Essays on Multinational Firms, Financial Frictions, and Income in Developing Countries
- Author(s): Gu, Yunfan;
- Advisor(s): Ohanian, Lee;
- et al.
The dissertation contributes to our understanding of how multinational firms and financial frictions affect income in developing countries. From a policy perspective, I find that as developing countries open up to multinational firms, financial reforms become increasingly beneficial to national income in the countries. I also find that the joint ventures of foreign multinational firms with state-owned firms, an industrial policy in China, prevent technology spillovers and suppress industrial output. The dissertation consists of three chapters.
Chapter 1: Financial frictions, Multinational Firms, and Income in Developing Countries: Theoretical Analysis
Financial frictions create resource misallocation across heterogeneous production units and reduce national income (GNP) in developing countries. Multinational firms, however, can largely circumvent local financial frictions by borrowing from international sources. In this chapter, I theoretically study whether the presence of multinational firms in developing countries alleviates the adverse impact of financial frictions on national income. I show that in a developing economy that is open to multinational firms, if domestic firms produce a sufficiently large (small) share of output, financial frictions will cause a larger (smaller) decline in national income than in an otherwise identical developing economy that is closed to multinational firms. Such result calls for the quantitative analysis in the next chapter.
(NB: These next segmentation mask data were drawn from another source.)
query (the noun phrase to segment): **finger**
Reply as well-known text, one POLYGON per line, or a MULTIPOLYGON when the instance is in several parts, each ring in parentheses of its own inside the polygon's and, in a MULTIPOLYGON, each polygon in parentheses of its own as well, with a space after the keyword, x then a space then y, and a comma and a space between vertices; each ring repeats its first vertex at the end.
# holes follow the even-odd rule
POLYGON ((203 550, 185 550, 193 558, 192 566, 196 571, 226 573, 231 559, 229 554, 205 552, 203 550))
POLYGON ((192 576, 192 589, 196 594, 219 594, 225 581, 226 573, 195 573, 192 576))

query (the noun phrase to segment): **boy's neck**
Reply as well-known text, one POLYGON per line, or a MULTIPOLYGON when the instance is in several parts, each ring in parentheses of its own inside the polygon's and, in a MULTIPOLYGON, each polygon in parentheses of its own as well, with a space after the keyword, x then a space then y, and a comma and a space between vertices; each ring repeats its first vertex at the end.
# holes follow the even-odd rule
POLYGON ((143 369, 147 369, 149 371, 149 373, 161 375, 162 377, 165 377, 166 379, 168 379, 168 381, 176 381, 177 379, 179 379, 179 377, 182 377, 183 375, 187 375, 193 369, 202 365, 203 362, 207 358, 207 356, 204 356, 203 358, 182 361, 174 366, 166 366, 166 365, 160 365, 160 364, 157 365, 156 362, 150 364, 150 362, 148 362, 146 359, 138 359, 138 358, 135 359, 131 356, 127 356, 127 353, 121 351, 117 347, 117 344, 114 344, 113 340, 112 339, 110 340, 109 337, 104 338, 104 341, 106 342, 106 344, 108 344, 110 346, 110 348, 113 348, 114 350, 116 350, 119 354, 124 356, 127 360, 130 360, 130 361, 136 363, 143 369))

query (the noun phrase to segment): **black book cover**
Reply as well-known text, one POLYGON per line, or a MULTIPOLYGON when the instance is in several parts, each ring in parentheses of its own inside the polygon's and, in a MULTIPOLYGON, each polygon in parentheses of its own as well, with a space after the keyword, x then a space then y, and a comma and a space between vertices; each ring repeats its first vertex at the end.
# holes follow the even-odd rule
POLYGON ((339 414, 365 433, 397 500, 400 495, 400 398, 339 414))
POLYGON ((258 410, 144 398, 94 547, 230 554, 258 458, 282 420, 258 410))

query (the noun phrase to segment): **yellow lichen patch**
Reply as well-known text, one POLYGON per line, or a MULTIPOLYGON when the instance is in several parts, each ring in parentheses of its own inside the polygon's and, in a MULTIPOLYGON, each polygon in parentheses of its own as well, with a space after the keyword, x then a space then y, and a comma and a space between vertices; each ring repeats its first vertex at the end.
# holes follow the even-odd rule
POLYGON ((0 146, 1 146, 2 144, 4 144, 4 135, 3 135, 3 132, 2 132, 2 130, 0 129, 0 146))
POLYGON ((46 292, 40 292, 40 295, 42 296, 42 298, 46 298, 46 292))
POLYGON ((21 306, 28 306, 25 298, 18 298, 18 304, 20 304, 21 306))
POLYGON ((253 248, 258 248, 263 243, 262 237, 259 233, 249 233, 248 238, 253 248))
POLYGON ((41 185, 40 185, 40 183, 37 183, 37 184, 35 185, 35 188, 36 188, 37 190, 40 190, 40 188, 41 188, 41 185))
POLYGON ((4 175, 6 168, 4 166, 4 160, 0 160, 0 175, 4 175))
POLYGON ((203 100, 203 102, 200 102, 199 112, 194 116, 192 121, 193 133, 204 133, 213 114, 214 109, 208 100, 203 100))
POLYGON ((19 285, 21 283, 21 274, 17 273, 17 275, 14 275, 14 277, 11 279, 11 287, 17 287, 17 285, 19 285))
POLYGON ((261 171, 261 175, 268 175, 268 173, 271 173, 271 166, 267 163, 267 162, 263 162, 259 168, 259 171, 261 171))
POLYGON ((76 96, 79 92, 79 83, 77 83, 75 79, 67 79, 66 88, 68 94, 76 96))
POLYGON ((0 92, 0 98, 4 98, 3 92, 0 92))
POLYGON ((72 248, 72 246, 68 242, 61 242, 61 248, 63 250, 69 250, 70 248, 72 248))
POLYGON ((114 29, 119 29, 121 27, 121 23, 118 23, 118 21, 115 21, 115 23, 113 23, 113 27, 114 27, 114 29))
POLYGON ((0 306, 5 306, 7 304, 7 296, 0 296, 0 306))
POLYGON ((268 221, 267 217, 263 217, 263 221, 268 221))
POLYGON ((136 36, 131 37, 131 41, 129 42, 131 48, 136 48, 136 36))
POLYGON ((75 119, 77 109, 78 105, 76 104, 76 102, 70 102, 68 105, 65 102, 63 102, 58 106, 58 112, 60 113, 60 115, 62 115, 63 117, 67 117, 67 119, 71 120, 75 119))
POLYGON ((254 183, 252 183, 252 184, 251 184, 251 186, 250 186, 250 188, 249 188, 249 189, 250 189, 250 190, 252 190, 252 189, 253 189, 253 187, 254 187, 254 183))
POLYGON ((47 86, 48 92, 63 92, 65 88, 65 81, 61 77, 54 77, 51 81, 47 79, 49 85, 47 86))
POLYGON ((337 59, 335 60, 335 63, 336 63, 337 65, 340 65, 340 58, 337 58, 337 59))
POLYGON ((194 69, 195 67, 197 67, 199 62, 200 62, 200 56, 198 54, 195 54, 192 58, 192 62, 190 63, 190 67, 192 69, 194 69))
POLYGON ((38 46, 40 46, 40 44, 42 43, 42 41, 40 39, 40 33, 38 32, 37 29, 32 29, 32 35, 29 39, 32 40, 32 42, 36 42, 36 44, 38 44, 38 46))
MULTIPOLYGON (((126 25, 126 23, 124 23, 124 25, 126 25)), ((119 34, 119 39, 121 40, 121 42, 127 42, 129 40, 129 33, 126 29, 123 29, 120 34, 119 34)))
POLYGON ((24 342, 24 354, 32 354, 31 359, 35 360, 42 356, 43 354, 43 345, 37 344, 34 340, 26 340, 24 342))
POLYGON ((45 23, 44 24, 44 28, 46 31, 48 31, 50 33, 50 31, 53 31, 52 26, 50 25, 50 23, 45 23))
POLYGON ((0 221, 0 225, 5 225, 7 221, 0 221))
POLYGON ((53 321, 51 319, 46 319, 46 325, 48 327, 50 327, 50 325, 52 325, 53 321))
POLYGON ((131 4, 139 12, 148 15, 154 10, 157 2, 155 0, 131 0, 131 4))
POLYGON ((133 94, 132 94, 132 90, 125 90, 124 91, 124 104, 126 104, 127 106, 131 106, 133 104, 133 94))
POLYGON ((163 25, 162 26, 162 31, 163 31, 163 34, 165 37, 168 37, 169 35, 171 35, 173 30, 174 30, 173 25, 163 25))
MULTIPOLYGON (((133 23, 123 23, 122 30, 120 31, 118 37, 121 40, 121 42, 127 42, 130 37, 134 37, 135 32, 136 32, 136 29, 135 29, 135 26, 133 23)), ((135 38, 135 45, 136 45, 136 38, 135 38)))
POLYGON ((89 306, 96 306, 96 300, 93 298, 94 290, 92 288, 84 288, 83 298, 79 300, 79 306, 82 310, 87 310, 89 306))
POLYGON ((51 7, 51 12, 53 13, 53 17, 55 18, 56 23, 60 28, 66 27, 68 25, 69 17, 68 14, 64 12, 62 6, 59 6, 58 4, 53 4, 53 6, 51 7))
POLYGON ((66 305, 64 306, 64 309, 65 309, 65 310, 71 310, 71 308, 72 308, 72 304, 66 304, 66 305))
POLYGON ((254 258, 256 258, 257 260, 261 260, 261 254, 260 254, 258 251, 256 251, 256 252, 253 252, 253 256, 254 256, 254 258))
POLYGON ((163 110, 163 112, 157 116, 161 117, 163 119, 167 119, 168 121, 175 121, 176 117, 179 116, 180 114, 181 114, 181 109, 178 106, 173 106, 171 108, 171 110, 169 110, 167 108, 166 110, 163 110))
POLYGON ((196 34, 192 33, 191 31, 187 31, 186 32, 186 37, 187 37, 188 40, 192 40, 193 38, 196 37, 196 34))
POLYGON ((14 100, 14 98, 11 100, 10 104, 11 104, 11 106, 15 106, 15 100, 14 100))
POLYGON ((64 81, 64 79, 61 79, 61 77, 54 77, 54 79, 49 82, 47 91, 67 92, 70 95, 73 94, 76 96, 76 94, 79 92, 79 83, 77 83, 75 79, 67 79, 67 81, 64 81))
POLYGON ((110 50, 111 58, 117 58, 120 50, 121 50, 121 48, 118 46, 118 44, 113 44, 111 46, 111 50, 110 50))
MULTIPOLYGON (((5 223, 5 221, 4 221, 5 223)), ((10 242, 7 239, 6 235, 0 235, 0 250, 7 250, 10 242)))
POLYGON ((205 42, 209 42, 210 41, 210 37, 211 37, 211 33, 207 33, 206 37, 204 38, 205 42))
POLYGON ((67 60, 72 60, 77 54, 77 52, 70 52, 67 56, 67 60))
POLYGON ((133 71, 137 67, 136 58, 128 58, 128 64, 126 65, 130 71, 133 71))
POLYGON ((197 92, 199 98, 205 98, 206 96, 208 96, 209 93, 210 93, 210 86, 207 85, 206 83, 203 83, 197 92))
Chapter 2: Financial frictions, Multinational Firms, and Income in Developing Countries: Quantitative Analysis
In this chapter, I quantitatively study how the presence of multinational firms in developing countries change the adverse impact of financial frictions on national income. Using a calibrated structural model, I find that when a developing economy is open to multinational firms, a modest financial reform that reduces financial frictions in the developing economy will increase national income by 19%, as opposed to only 11% when the economy is closed to multinational firms. Such result indicates that financial frictions become increasingly costly and financial reforms become increasingly beneficial to national income in developing countries as they open up to multinational production.
Chapter 3, Joint Ventures and Technology Spillovers in China
Chinese government actively promotes joint ventures of foreign multinational firms with state-owned firms. In this chapter, I study the effects of the joint ventures in promoting technology spillovers. Using firm-level data in China, I find that higher joint venture presence in a sector leads to higher productivity of firms in the upstream of that sector, but lower productivity of firms in the downstream of that sector. A quantitative analysis suggests that the later force will dominate, and joint ventures will on aggregate prevent technology spillovers and cause a significant decline in total industrial output in China.